By Joseph Thomas
Oct. 1, 2024

On a recent Sunday night, unexpecting patrons of Tony’s Trophy Room in Collierville jump at the booming voice of Richard Douglas Jones, who is standing on a stage in the corner of the bar, announcing that live comedy begins in five minutes.
Some are there to see the show. Some just want to watch NBC’s Sunday Night Football. But others have driven from places such as Memphis, Millington, Arlington, Bartlett and beyond just to get a few minutes of stage time.
“Y’all ready for me to bring the next comic on?” Jones shouts into the microphone. The crowd responds in unison, “Yeah!” This call and response precedes every new performer. Jones is a veteran Memphis comic who has hosted several comedy shows over the past two decades. He knows how to keep an audience engaged.
The show at Tony’s is one of several open mic events happening in the Memphis area during the week. They all have something in common: each one takes place in a venue that is not designed for comedy. That is because the local comedy scene, which was once flourishing, was nearly killed by the COVID-19 pandemic. And comedians are now trying to revive it in the only way they know how—from the ground up.
Long-time comic Katrina Coleman, born and raised in West Memphis, Arkansas and now residing in Memphis, said that it has always been a challenge to have shows and find venues, but that does not mean things have not been successful.
“Memphis was really, really making amazing strides in the late 2010s,” Coleman said. “So many things were happening. We had a “You Look Like”(a comedy competition show developed and hosted by Coleman) produced by Craig Brewer and picked up by the Kevin Hart network.”
Coleman said that Hart even recorded an episode of his web series Hart of the City that included several local comics. Things were beginning to happen in the Memphis comedy scene. “LaToya Polk, Mo Alexander, Richard Douglas Jones were all on it…but then we had to shut everything down.”
What the comics of Memphis had built, while growing, was not strong enough to survive the COVID-19 pandemic according to Coleman. The comedy festival never returned. The showcase shows disappeared. The open mics faded. The Memphis comedy elders laid their microphones aside. Even some of the reliable venues such as the home of “You Look Like” and the premier open mic night, the P&H Café, closed forever.
During past year or two, however, some of the older comics have begun to rebuild with the help of a new crop of young and hungry performers, such as Zach Williams, who have their own views about the state of Memphis comedy.

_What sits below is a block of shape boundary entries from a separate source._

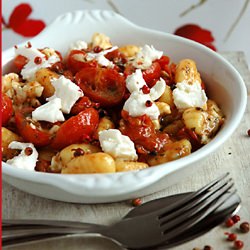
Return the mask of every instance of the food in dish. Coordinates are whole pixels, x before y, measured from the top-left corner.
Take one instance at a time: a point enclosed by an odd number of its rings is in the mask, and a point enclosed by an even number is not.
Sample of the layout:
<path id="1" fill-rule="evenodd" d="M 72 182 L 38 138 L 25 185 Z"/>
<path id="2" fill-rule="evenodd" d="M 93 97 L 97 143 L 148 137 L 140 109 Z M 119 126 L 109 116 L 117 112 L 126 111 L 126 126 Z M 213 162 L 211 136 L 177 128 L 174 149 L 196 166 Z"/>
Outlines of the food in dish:
<path id="1" fill-rule="evenodd" d="M 173 161 L 224 122 L 196 63 L 95 33 L 67 55 L 28 43 L 3 76 L 2 155 L 18 168 L 113 173 Z"/>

“I think Memphis has a good scene,” Williams said. “But I think it’s a DIY scene.”
Williams, who has been performing standup comedy for around two years, said that he noticed the struggle of rebuilding the scene and wanted to be a part of the solution, knowing that Memphis comics can bring it back.
“For the Memphis scene to grow, you need more (open) mics. You need more shows.”
There were a string of new open mics that would open up, Williams said, but would soon close down. He also noted the loss of places the losses this year of The Comedy Junt in South Memphis and Chuckles in Cordova, the city’s only dedicated comedy spaces, as setbacks but not without opportunity. In Williams opinion, a successful comedy scene is not dependent on traditional comedy venues but on effort and working together to lift up their fellow performers.
“If there’s one thing that will hold Memphis back,” he says, “it’s when everyone is trying to do their own thing—a crabs in a bucket mentality.”